There is currently no upgrade or trade-in program for existing RS II users in place, Korlach said, but PacBio plans to work with customers who have an RS II system on order. In any case, PacBio "will not leave the RS II behind", he said, and future improvements in the sequencing chemistry and other areas will be compatible with both systems.
Longer term, the Sequel platform is slated to reach the clinical market. Under its agreement with Roche, Roche will sell the platform for clinical research and, ultimately, in vitro diagnostic applications, while PacBio will sell it into all other markets, including "some aspects of clinical research," PacBio said.
Roche expects to launch the system commercially in the second half of 2016. Its instrument will use the same platform underlying the Sequel System but will have additional features "to address the needs of the clinical market, including validated workflows and kit configurations," according to PacBio. It will also be branded differently and have a different look and logo.

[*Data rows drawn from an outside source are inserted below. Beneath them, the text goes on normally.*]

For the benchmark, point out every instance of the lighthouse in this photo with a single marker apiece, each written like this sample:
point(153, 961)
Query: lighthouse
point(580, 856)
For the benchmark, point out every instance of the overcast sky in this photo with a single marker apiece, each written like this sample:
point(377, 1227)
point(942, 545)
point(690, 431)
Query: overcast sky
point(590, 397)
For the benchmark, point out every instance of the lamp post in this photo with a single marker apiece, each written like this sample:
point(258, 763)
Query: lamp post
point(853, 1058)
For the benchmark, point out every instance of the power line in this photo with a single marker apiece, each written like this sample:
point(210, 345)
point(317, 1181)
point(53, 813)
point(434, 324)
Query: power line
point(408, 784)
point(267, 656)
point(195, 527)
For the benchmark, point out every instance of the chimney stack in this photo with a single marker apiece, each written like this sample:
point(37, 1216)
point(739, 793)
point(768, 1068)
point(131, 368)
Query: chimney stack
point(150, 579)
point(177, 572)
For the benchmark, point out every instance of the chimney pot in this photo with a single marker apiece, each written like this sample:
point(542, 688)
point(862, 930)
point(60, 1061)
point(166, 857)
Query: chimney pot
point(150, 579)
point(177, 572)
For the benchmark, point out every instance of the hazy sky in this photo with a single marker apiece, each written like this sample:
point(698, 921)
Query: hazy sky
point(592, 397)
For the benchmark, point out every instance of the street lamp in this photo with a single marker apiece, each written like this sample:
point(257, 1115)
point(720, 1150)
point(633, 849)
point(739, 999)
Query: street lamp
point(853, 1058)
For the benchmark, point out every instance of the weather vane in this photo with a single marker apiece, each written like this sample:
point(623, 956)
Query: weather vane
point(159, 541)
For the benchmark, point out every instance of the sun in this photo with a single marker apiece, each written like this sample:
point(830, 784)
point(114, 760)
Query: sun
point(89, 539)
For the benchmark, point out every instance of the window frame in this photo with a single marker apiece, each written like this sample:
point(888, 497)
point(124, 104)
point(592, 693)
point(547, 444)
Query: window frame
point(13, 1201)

Already, Roche and PacBio have been collaborating closely in preparation for Sequel's launch. Project teams from both companies — located in California about 30 miles apart, in Pleasanton for Roche and Menlo Park for PacBio — have been meeting on a regular basis, and while Roche has been particularly helpful in the regulatory area, Korlach said, PacBio has been able to advise Roche on assay development, for example.